All patients had a urine-based pregnancy test at 3 weeks after documented ovulation and continued amenorrhea. They were followed-up with until an ultrasound could document the viability of pregnancy. Primary outcome measures were ovulation rate, single follicle formation and endometrial thickness, while secondary outcome measure was pregnancy rate. The patients were given only one cycle of treatment for the study.
2.3. Statistical Analysis
Data entry and statistical analyses were performed using SPSS version 18. Means and standard deviations for numerical variables and frequency and proportion for categorical variables are reported. Two-tailed independent t-test was used to compare means and proportion was compared with the Chi-Square test or Fisher’s exact test. A p value of <0.05 was considered significant. Multiple logistic regression analysis was performed to assess the association of Letrozole and Clomiphene citrate with the ovulation rate after controlling for confounders.

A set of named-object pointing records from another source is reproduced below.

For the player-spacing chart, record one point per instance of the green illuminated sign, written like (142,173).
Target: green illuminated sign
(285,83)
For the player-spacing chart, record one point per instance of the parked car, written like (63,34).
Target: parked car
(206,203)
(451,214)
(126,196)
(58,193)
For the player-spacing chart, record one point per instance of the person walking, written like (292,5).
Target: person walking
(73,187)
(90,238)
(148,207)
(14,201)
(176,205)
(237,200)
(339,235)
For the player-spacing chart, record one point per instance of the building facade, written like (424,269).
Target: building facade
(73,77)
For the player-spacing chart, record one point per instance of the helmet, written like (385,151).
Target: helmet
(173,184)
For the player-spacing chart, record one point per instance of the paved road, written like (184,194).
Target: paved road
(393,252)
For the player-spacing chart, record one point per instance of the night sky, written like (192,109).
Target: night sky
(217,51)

Simple logistic regression was used in univariate analysis as a screening in the selection of variables for further analysis. All variables with a p value less than 0.25 were selected for inclusion in multiple logistic regression analysis.
Multiple logistic regression was chosen as the dependent variable of the binary outcome. Level of significance was 5% and results had 95% confidence intervals. The independent variables were a mix of numerical and categorical variables. Backward and forward stepwise procedure was used for variable selection. Interactions between pairs of variables from all variables in the main effect model were checked. Findings in the final model were presented as an adjusted odds ratio (OR), its 95% confidence interval (CI) and corresponding p value.
2.4. Approval by the Research and Ethics Committee
The protocol was approved by the Research and Ethical Committee, School of Medical Sciences, Universiti Sains Malaysia (ref: USMKK/PPP/JEPeM [(213.3.(11)], National Institutes of Health Approval For Conducting Research in The Ministry of Health Malaysia (NMRR-09- 893-3579) and Research and Ethical Committee, International Islamic University (ref: IIUM/ 305/ 20/4/10).
Written informed consent was obtained from the participants of this study. A copy of the written consent is available for review by the Editor-in-Chief of this journal.
3. RESULT
Table 1 shows the characteristics of the 150 women who participated in the study. There were no significant differences noted with regard to socio-demographics, anthropometrics and duration of infertility between the studied groups, suggesting that they were homogenously distributed. The data were normally distributed.